YarnAllocator — Container Allocator

YarnAllocator allocates resource containers from YARN ResourceManager to run Spark executors on and releases them when the Spark application no longer needs them.

It talks directly to YARN ResourceManager through the amClient reference (of YARN’s AMRMClient[ContainerRequest] type) that it gets when created (from YarnRMClient when it registers the ApplicationMaster for a Spark application).

Caution

FIXME Image for YarnAllocator uses amClient Reference to YARN ResourceManager

YarnAllocator is a part of the internal state of ApplicationMaster (via the internal allocator reference).

Figure 1. ApplicationMaster uses YarnAllocator (via allocator attribute)

When YarnAllocator is created, it requires driverUrl, Hadoop’s Configuration, a Spark configuration, YARN’s ApplicationAttemptId, a SecurityManager, and a collection of Hadoop’s LocalResources by their name. The parameters are later used for launching Spark executors in allocated YARN containers.

Caution

FIXME An image with YarnAllocator and multiple ExecutorRunnables.

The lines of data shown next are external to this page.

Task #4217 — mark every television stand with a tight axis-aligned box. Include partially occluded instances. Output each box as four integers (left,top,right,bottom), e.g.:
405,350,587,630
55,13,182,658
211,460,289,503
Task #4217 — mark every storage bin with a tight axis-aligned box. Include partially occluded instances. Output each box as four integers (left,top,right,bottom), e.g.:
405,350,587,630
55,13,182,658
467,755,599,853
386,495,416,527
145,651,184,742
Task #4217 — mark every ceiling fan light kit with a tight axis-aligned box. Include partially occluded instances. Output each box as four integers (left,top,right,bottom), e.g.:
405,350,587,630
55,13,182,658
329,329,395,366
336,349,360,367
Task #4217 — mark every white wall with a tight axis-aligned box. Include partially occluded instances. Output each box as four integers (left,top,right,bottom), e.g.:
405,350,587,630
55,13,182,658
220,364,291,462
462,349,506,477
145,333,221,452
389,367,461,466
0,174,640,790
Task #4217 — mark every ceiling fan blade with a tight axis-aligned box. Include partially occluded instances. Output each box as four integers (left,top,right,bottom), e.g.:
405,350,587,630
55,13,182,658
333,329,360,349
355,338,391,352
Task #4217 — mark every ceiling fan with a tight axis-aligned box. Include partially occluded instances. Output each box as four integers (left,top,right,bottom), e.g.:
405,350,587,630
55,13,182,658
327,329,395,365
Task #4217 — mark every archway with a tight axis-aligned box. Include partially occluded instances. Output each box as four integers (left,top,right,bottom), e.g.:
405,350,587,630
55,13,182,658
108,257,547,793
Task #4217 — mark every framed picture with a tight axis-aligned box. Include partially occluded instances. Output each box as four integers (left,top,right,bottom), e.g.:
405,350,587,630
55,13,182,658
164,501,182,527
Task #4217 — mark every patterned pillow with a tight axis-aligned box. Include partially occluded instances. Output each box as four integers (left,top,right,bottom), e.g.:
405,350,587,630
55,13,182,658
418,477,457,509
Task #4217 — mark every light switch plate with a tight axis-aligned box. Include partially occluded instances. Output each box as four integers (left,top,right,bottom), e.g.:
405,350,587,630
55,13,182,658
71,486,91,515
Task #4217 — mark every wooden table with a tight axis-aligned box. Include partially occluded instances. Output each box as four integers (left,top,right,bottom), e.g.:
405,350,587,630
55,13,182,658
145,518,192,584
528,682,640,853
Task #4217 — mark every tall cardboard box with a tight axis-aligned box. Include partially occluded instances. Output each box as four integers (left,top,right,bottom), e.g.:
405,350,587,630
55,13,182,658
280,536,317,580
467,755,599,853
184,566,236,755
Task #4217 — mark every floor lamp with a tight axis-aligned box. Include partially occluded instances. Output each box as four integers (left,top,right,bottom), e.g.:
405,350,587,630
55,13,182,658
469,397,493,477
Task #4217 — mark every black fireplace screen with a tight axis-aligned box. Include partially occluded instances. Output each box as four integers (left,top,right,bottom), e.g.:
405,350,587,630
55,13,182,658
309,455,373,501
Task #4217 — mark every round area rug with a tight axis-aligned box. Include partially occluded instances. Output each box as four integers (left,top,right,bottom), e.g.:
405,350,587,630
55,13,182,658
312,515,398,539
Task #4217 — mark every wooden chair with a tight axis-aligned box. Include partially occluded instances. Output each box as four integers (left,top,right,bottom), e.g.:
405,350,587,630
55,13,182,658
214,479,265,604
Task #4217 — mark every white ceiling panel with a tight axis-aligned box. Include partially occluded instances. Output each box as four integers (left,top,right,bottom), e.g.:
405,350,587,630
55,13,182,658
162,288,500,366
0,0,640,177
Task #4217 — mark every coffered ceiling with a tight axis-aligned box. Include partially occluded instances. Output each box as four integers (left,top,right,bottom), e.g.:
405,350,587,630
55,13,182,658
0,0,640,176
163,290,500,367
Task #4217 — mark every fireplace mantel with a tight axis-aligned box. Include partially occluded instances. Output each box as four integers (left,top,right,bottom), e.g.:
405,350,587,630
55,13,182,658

Tip	Enable `INFO` or `DEBUG` logging level for `org.apache.spark.deploy.yarn.YarnAllocator` logger to see what happens inside. Add the following line to `conf/log4j.properties`: `log4j.logger.org.apache.spark.deploy.yarn.YarnAllocator=DEBUG` Refer to Logging.

Creating YarnAllocator Instance

When YarnRMClient registers ApplicationMaster for a Spark application (with YARN ResourceManager) it creates a new YarnAllocator instance.

spark yarn YarnAllocator amClient ResourceManager.png

Figure 2. Creating YarnAllocator

All the input parameters for YarnAllocator (but appAttemptId and amClient) are passed directly from the input parameters of YarnRMClient.

YarnAllocator(
  driverUrl: String,
  driverRef: RpcEndpointRef,
  conf: Configuration,
  sparkConf: SparkConf,
  amClient: AMRMClient[ContainerRequest],
  appAttemptId: ApplicationAttemptId,
  securityMgr: SecurityManager,
  localResources: Map[String, LocalResource])

The input amClient parameter is created in and owned by YarnRMClient.

When YarnAllocator is created, it sets the org.apache.hadoop.yarn.util.RackResolver logger to WARN (unless set to some log level already).

It creates the following empty registries:

releasedContainers
allocatedHostToContainersMap
allocatedContainerToHostMap
pendingLossReasonRequests
releasedExecutorLossReasons
executorIdToContainer
containerIdToExecutorId
hostToLocalTaskCounts

It sets the following internal counters:

numExecutorsRunning to 0
executorIdCounter to the last allocated executor id (it seems quite an extensive operation that uses a RPC system)
numUnexpectedContainerRelease to 0L
numLocalityAwareTasks to 0
targetNumExecutors to the initial number of executors

It creates an empty queue of failed executors.

It sets the internal executorFailuresValidityInterval to spark.yarn.executor.failuresValidityInterval.

It sets the internal executorMemory to spark.executor.memory.

It sets the internal memoryOverhead to spark.yarn.executor.memoryOverhead. If unavailable, it is set to the maximum of 10% of executorMemory and 384.

It sets the internal executorCores to spark.executor.cores.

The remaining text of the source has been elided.